Fifteen minutes later my head reverberated with what sounded like a chorus emitting from a dying horse. Still in bed, I retched in to a nearby plastic bag and then reclined face-down. Screams and shrieks entered what felt like a slaughterhouse in place of my head and I couldnt help but wonder that Crazy Canadian might want to consider a career change, as her lung capacity was equivalent to that of Celine Dion.
¨Agghhhh its
fucking cold in here! AGGGHHH it´s freezing!¨ Followed by a choir of vigorous intonations.
Apparently the owner´s claim of aguas caliente was consistent with Al Gore´s affirmation that he invented the Internet.
I eventually straggled from bed, packed my bags, and lay on the bed while Crazy Canadian armed herself with llama beanie, sweater, mittens, scarf, socks, and, to complete the ensemble, legwarmers.

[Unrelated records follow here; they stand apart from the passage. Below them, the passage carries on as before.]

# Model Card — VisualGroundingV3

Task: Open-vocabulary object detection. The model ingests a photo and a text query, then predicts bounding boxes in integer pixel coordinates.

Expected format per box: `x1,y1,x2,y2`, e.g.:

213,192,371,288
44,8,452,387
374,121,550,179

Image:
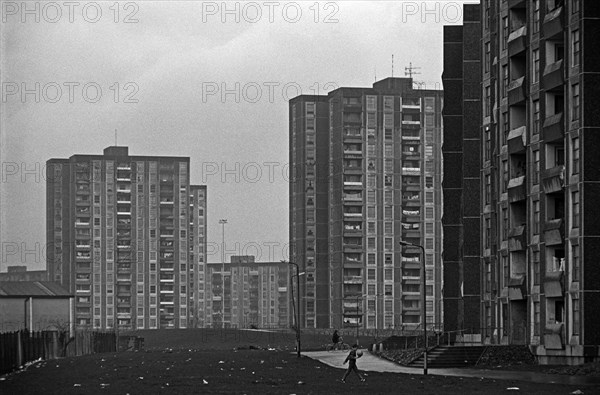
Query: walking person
342,344,365,383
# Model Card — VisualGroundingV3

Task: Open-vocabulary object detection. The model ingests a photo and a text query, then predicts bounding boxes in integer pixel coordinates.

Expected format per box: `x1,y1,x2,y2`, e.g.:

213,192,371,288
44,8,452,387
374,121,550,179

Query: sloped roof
0,281,73,298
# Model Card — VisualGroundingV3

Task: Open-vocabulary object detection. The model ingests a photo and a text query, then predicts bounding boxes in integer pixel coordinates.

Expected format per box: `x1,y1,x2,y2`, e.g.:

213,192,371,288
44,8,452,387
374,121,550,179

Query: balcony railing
544,218,565,246
508,76,526,106
508,225,527,251
344,276,363,284
508,26,527,56
508,126,527,154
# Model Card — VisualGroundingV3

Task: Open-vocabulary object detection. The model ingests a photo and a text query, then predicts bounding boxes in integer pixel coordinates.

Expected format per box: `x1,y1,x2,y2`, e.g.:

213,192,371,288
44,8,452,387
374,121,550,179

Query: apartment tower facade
46,146,206,329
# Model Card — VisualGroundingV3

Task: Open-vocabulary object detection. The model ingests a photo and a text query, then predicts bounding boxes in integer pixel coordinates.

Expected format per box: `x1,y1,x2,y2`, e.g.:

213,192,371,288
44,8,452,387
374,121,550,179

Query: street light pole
400,241,427,375
288,262,301,358
219,219,227,329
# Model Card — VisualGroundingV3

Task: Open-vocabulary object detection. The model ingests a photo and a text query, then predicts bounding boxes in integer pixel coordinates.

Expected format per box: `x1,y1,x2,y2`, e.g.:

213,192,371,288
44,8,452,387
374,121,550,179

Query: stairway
409,346,486,368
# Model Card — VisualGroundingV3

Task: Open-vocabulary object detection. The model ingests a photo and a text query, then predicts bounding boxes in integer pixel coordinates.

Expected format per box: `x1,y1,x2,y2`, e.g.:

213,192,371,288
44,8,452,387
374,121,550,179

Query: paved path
302,350,600,386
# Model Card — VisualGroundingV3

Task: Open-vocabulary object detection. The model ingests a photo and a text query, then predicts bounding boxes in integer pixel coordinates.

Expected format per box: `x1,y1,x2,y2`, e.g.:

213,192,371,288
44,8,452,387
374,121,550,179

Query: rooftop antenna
404,62,421,78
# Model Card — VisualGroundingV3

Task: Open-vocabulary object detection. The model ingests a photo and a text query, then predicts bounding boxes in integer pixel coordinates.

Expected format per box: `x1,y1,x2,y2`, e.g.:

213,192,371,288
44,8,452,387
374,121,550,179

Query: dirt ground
0,331,600,395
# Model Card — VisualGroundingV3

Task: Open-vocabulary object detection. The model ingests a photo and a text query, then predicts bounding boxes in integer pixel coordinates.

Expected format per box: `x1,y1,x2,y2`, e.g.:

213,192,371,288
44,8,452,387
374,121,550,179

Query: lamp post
282,261,304,358
400,241,427,375
219,219,227,329
354,294,367,344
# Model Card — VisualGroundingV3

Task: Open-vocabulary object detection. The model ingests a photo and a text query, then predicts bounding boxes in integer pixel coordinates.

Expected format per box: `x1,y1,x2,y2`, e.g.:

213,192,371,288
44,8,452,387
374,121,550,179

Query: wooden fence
0,330,117,374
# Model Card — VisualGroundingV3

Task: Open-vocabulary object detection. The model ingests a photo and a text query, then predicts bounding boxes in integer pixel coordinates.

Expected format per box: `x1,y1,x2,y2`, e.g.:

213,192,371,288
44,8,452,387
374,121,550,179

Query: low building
0,281,73,332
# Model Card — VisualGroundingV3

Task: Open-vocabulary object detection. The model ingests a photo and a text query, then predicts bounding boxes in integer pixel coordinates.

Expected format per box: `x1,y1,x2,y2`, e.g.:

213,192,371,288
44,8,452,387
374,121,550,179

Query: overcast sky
0,1,474,271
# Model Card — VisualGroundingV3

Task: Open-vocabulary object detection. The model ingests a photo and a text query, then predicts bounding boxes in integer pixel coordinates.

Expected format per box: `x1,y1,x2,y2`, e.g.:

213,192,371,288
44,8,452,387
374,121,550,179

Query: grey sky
0,1,462,271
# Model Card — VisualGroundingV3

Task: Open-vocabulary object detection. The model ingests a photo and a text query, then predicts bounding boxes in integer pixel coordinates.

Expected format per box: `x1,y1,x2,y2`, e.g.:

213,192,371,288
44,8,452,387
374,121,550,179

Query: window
367,237,375,250
367,206,375,218
483,126,492,160
367,189,375,204
532,150,540,184
484,41,491,73
384,206,392,219
425,254,433,266
383,268,393,281
367,269,375,280
502,208,508,240
533,302,540,336
533,200,540,235
502,16,509,50
571,30,581,66
573,299,581,336
483,218,492,249
425,237,433,250
367,222,375,233
384,222,394,234
571,245,580,282
425,192,433,203
425,207,433,219
483,0,490,29
500,255,510,287
502,112,510,145
483,174,492,204
571,84,580,121
571,191,579,228
571,137,579,174
502,64,508,97
425,222,433,234
483,86,492,117
384,237,394,250
532,49,540,84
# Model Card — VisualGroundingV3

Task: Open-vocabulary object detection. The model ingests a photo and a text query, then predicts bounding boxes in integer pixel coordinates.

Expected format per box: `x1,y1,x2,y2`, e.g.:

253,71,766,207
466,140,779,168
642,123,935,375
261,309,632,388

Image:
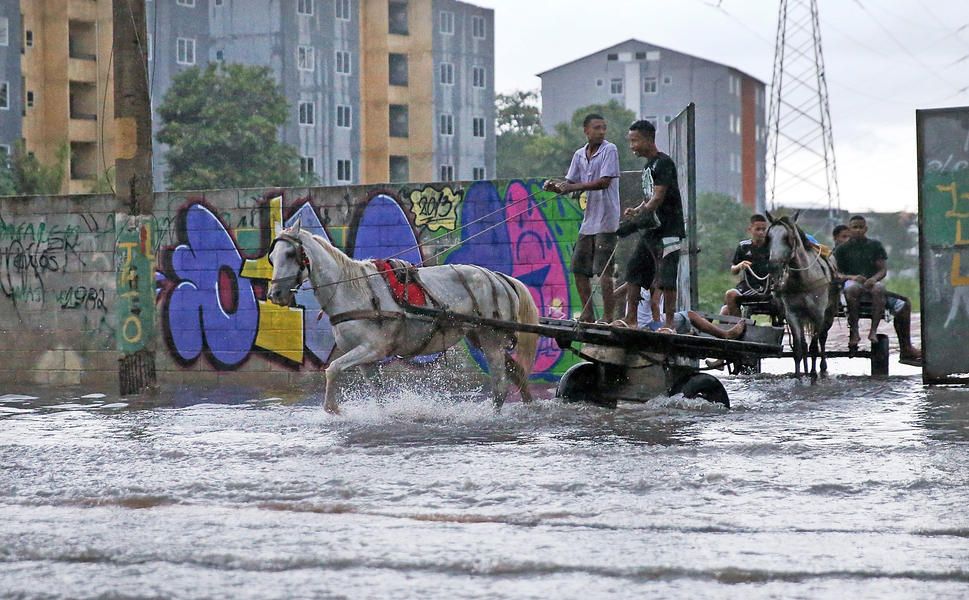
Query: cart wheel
667,373,730,408
555,362,616,408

¨Are you ready,¨ she shrieked multiple times across the room like an impatient alcoholic demanding departure to a bar.
I, supine, plucked the pillow back over my head.
We were late to the bus. Luckily Crazy Canadian scared the shit out of the bus company by screaming at them the number of the bus followed by a stream of sounds that I can only describe as Dying Pig.
I collapsed in my seat and put my head down.
Crazy Canadian roused me several times throughout the seven hour bus ride to query if I enjoyed Peruvian food, what my sibling´s names were, and to notice that Lake TIticaca was in view. We had been at Lake Titicaca for three days.
At the Bolivian border a border guard informed me that because I was American, I needed a valid passport, a photocopy of my travel iteinerary, a credit card, certification of the Yellow Fever vaccination, a hotel reservation or an invitation in Spanish, and $135. Only Americans. Everyone else in the world only required a passport. Of the above, I had a passport, a credit card, and my Yellow Fever vaccination. I also flatly refused to spend $135 to cross a border with a Crazy Canadian in to Bolivia, which I hadn´t originally intended to visit anyway.
After much deliberation with the border patrol, I paid them $40. I had no documentation, no exit stamp proving my exit from Peru, no receipt for having paid them off, nothing that reflected I was supposed to be in Bolivia. They issued me strict instructions to stay in Copa Cabana for three days at most. Crazy Canadian responded with a convincing string of appeals to me why I should screw the border orders and travel with her to La Paz. I refused with a vigor reminiscent of my rejection of consuming CB Brandy. It just wasn´t going to happen.
I halted in Copa Cabana and Crazy Canadian continued to La Paz.
As soon as she departed my sickness dissapated and I resided for hours at the beach.
Theory: allergy to llama-clad Crazy Canadian.